8 Healthcare and Medical Receivables Factoring Tips You Need to Know
- The costs may vary – The cost of factoring medical accounts receivable varies based upon the amount of the factored invoices (the Net Realized Value) and the duration between factoring and the date at which the invoice is paid.
- The payouts are rapid – You will receive your funds between 24 and 48 hours after initial approval – which, on average, can take up to seven days - and after the invoice has been submitted to your factoring partners.
- You choose how many claims are submitted for factoring – The claims may be submitted either individually or in a batch. You can choose which claims to submit or to withhold. An advantage for submitting in volume is that it often means lower fees. Medical factoring is flexible in that it grows and shrinks with your business. It can be there for you in a strongest as well as the weakest business environments. It also allows you to be in control of both your cash flow and your financial costs.
- What percentage of the invoice will the advance be? – Your advance will fall between 70 and 95 percent of the approved receivables. Upon payment from the third party, any remaining portion not already paid by the advance and fees will be returned to your company.
- Healthcare Factoring vs. Medical Receivables Factoring – Healthcare factoring involves a service-oriented sector within the medical field (i.e. medical transcription or supply) that bills a medical provider (i.e. hospital or nursing home) for a good or service provided. That invoice is then factored. With medical receivables factoring, a third party (i.e. Medicaid or Medicare) is billed by the medical provider. That invoice can then be factored. Both vendors and insurance providers can be slow payers. The company providing the good or service uses factoring to bridge the cash flow gap that can exist in such situations.
- Medicaid and Medicare invoices can be factored – Because Medicaid and Medicare payments are not as precise as traditional healthcare payments, a special account called a sweep account (also known as a control account) may be used for their processing by the factor. The specific process used by the factor to process Medicare and Medicaid invoices varies by company.
- Your factor will be sector-specific – You will be researching and talking with factoring companies that have extensive experience with healthcare factoring. Many of them will have representatives who specialize in one or more sectors of the medical industry (hospitals, diagnostic imaging centers, labs, etc.). They will be well-versed in the needs and challenges of the specific medical sectors.
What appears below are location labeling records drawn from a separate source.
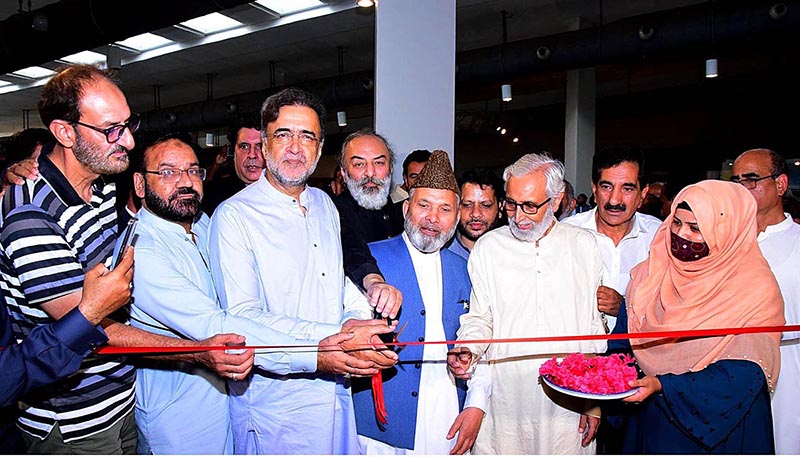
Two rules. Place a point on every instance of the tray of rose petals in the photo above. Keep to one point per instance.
(597, 377)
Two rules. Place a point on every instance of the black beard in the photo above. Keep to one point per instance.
(462, 229)
(180, 211)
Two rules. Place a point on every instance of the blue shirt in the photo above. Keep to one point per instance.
(174, 295)
(49, 353)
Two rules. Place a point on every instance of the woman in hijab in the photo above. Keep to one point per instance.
(705, 271)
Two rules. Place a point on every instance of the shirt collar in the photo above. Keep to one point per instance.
(266, 188)
(160, 224)
(777, 228)
(416, 252)
(58, 182)
(637, 228)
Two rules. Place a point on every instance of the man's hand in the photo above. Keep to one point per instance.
(459, 361)
(106, 291)
(648, 385)
(366, 344)
(332, 358)
(233, 366)
(467, 424)
(587, 427)
(385, 298)
(608, 300)
(18, 172)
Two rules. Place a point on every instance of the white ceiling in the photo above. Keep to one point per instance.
(304, 47)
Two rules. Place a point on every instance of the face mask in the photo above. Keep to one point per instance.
(685, 250)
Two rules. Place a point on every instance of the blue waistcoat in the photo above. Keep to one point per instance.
(401, 382)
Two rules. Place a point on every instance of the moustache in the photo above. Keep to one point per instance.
(184, 191)
(118, 148)
(610, 207)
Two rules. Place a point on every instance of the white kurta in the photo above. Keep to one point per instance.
(524, 289)
(437, 407)
(282, 268)
(619, 260)
(780, 244)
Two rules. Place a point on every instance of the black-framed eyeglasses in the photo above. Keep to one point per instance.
(286, 137)
(115, 132)
(531, 208)
(173, 175)
(751, 183)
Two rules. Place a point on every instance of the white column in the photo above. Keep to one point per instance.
(579, 132)
(415, 56)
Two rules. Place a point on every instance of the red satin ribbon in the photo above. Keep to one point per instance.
(109, 350)
(377, 379)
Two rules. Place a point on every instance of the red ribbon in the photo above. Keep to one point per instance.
(377, 379)
(672, 334)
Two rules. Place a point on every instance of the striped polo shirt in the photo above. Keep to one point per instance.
(49, 237)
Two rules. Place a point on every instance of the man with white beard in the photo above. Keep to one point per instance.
(428, 411)
(367, 215)
(542, 284)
- An audit may be required – A billing audit (third-party payer analysis and/or compliance review) may be performed by the factoring company prior to an agreement being signed. This is for your protection. The factoring company wants to help you protect your ongoing cash flow by ensuring that the medical insurance companies and governmental payers are billed properly and accurately.
The main reason to engage your company in healthcare factoring is to resolve stagnant cash flow situations that stunt your company’s growth and its ability to act on opportunity in a timely and efficient way. Slow-paying insurance companies or governmental agencies can hamper even the most prepared, active providers. From rehab clinics to hospices to medical staffing agencies, businesses all along the medical profession are choosing factoring as a direct method of growth and stability.